E qui, lo possiamo già intuire, si chiude il nostro cerchio: anche nei vigneti altoatesini, e ovviamente in quelli di Manincor, non è raro incontrare delle rose, che qui svolgono il ruolo assolutamente pratico di cosiddette «piante indicatrici», sulle quali si evidenzia con buon anticipo un'infestazione da oidio, estremamente dannosa per le viti. Alcuni vanno ancora oltre e ritengono che le rose nei vigneti tengano lontani malattie e insetti nocivi. – Qualunque cosa sia poi vera in realtà, una è certa: è bellissimo vedere le rose nei vigneti. Queste «regine dei fiori», come le chiamò nel VI secolo a.C. la poetessa greca Saffo, ricordano, pur di fronte al duro lavoro nei vigneti, alla forza di certi sogni umani che riescono a mettere le ali (e cosa sarebbe la realtà senza i sogni?) Le rose in giardino ci indicano come nessun'altra pianta nel nostro ambiente culturale l'eterna meraviglia del bello e l'ineluttabile fugacità della vita terrena (che effetto malinconico hanno i petali di rosa sfioriti adagiati sul terreno ...) e la loro presenza qua e là tra le viti fa anche del vigneto un piccolo paradiso.

E da qui non è certo lungo il passo per tornare a La Rose e al suo invito ad andare all'aperto. In molti scritti importanti sulla degustazione del vino si trova inoltre questo avviso, che talora assume il carattere quasi di un avvertimento, di gustare certi vini all'aria aperta. Il commerciante di vino statunitense Terry Theise lo ricorda in molti passi nel suo splendido libro, da poco uscito in tedesco Mein Wein (egli ama particolarmente il canto degli uccelli), ed anche Belá Hamvas lo ha fatto nel suo splendido Philosophie du vin: «in estate beviamo in giardino, sotto gli alberi, o sulla veranda ...».

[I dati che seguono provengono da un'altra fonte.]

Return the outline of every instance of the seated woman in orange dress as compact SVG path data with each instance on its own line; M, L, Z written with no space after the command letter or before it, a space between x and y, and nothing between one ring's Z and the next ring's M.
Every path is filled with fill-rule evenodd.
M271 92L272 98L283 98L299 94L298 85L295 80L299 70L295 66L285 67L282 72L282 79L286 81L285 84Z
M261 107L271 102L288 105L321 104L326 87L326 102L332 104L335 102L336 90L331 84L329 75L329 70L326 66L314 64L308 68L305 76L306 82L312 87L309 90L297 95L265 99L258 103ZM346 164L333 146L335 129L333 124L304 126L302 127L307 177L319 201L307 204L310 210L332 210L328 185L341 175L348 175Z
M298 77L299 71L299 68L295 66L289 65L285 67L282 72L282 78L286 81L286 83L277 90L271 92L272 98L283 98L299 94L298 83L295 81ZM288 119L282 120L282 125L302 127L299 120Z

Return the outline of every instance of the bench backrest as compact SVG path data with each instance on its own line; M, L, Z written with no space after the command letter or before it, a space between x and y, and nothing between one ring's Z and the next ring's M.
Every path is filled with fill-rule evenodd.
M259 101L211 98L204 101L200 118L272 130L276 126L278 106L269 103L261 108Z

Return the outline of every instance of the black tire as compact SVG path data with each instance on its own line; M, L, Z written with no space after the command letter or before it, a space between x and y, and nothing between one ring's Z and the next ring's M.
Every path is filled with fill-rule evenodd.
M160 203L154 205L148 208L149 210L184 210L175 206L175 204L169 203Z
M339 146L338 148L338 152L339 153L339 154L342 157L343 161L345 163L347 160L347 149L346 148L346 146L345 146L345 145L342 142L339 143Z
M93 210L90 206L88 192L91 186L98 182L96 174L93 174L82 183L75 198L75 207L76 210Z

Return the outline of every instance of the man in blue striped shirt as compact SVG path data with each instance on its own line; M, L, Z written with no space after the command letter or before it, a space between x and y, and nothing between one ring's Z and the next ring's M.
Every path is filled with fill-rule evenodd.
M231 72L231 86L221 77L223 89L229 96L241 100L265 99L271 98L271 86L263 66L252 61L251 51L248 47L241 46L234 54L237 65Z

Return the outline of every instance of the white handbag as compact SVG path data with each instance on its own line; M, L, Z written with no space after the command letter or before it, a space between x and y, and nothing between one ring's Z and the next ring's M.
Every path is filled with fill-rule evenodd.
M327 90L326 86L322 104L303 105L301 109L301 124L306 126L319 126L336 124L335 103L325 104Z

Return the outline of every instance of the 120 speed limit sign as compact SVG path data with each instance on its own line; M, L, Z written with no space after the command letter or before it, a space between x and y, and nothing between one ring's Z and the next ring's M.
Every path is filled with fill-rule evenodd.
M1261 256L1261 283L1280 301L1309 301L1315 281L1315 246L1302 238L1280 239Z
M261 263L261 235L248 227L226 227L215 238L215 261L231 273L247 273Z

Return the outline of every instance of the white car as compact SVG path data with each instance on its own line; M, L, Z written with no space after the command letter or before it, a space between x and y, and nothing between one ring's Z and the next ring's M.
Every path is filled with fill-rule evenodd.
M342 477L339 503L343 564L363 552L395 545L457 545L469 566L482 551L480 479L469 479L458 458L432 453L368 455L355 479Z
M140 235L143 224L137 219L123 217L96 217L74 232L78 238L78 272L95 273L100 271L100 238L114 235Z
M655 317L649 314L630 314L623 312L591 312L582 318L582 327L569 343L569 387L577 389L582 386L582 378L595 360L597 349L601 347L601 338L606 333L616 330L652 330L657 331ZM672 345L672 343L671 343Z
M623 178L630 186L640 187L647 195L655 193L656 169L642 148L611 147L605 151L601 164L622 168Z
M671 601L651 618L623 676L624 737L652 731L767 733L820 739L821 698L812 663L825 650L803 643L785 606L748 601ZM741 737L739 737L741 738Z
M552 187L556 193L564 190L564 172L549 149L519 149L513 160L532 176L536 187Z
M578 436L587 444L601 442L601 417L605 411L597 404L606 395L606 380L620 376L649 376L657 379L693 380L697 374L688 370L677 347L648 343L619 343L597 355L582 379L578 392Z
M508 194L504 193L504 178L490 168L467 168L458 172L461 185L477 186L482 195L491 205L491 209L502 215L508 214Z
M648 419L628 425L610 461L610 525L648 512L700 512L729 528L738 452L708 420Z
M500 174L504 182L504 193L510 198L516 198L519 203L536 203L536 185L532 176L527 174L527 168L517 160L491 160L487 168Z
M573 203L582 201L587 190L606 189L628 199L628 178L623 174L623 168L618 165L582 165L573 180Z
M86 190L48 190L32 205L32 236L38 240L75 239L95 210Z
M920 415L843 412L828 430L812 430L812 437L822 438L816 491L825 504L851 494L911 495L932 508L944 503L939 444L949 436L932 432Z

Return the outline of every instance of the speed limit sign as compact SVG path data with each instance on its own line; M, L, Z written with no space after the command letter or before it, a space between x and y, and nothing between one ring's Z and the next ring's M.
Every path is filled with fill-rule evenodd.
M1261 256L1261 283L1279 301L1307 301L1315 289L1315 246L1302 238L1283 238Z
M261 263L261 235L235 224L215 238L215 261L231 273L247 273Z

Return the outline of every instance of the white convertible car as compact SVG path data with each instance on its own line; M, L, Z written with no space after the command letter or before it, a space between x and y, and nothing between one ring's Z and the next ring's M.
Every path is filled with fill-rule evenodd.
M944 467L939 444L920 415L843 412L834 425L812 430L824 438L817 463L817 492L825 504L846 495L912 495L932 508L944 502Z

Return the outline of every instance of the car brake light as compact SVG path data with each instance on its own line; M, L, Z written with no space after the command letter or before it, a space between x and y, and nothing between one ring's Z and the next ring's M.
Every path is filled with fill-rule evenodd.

Dovremmo fare lo stesso noi qui, con un bicchiere di La Rose de Manincor tra le dita! Fragole, prugne, fiori selvatici... nei suoi aromi ritroviamo tutti i frutti del giardino. E forse è proprio il suo nome legato ad un delicato rosato ruggine a tentarci con il sentore di un profumo di rose. Ogni anno il nostro La Rose è leggermente diverso, talora appena più deciso e vivacemente cristallino, talora un po' «più generoso» e quasi opulento appena in bocca. – Comunque sia, è sempre un piacere gustare all'aperto questo magnifico rosato. E quando non vi sia un giardino nelle vicinanze: un wine bar non può essere tanto angusto da far sì che un sorso di La Rose (se si ascolta attentamente) non faccia ricordare determinate forme di naturalezza e libertà (che si potrebbe chiamare forse noncuranza esistenziale) che si possono sperimentare solo all'aria aperta. Là dove ogni anno ricomincia ex novo il gioco della vita con tutti suoi alti e bassi, perfettamente inserito nel gioco alla fine imperscrutabile degli elementi. «La rosa non ha perché», recita una bella poesia di Angelo Silesio (1624–1677), e ancora: «Fiorisce perché fiorisce. / Non si cura di sé, / non chiede se qualcuno la veda» – Non ignorarla, anche questo potrebbe (dovrebbe) ricordarci un sorso di La Rose de Manincor.